In 1953, Stanley Miller and Harold Urey performed an experiment at the University of Chicago to test the hypothesis that the conditions of the early Earth would have favored the formation of larger, more complex organic molecules from basic precursors. The experiment, shown in Figure 1, consisted of sealing basic organic chemicals (representing the atmosphere of the primitive Earth) in a flask, which was exposed to electric sparks (to simulate lightning) and water vapor.A scientist believes that the Miller-Urey experiment failed to yield the remaining amino acids and the nucleic acids because of the absence of critical chemical substrates that would have existed on the primordial Earth due to volcanism. Which of the following basic compounds, which are associated with volcanism, would NOT need to be added in a follow-up Miller-Urey experiment?
A. H2S (gas)
B. SiO2 (silica)
C. SO2
D. H3PO4 (phosphoric acid)
|
B Silica is a mineral form of glass, is not a common component of life-forms, and is largely chemically inert.

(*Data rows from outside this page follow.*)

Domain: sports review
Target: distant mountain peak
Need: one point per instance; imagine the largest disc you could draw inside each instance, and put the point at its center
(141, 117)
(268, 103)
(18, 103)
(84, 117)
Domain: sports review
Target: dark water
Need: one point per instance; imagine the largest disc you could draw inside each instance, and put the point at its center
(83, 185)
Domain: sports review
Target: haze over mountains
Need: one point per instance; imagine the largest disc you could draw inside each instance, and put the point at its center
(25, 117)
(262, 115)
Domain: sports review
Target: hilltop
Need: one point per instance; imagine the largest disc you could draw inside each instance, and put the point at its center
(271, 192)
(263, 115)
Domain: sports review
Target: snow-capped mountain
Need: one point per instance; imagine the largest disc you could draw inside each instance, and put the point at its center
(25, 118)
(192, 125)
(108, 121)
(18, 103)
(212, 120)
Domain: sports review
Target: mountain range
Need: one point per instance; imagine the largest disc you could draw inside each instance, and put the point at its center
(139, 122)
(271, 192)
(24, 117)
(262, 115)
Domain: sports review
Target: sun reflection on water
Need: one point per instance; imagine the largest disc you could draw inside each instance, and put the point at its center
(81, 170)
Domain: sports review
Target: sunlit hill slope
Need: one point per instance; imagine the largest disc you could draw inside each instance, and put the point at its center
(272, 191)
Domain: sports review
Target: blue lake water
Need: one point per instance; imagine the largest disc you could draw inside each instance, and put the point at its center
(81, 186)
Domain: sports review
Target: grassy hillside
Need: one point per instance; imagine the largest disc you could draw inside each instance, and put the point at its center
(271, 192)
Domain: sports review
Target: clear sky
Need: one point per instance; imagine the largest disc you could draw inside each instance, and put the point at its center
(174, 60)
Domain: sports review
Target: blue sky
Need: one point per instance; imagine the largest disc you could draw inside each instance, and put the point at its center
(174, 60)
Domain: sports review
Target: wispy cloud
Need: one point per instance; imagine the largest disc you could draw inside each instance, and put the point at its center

Since oxygen is already present in several compounds included in the experiment, the addition of this compound does not provide any additional elements or chemical substrates, which would permit generation of additional amino acids or synthesis of nucleic acids. The addition of sulfur compounds and phosphorus is necessary to generate some amino acids and all nucleic acids, which eliminates (A), (C), and (D).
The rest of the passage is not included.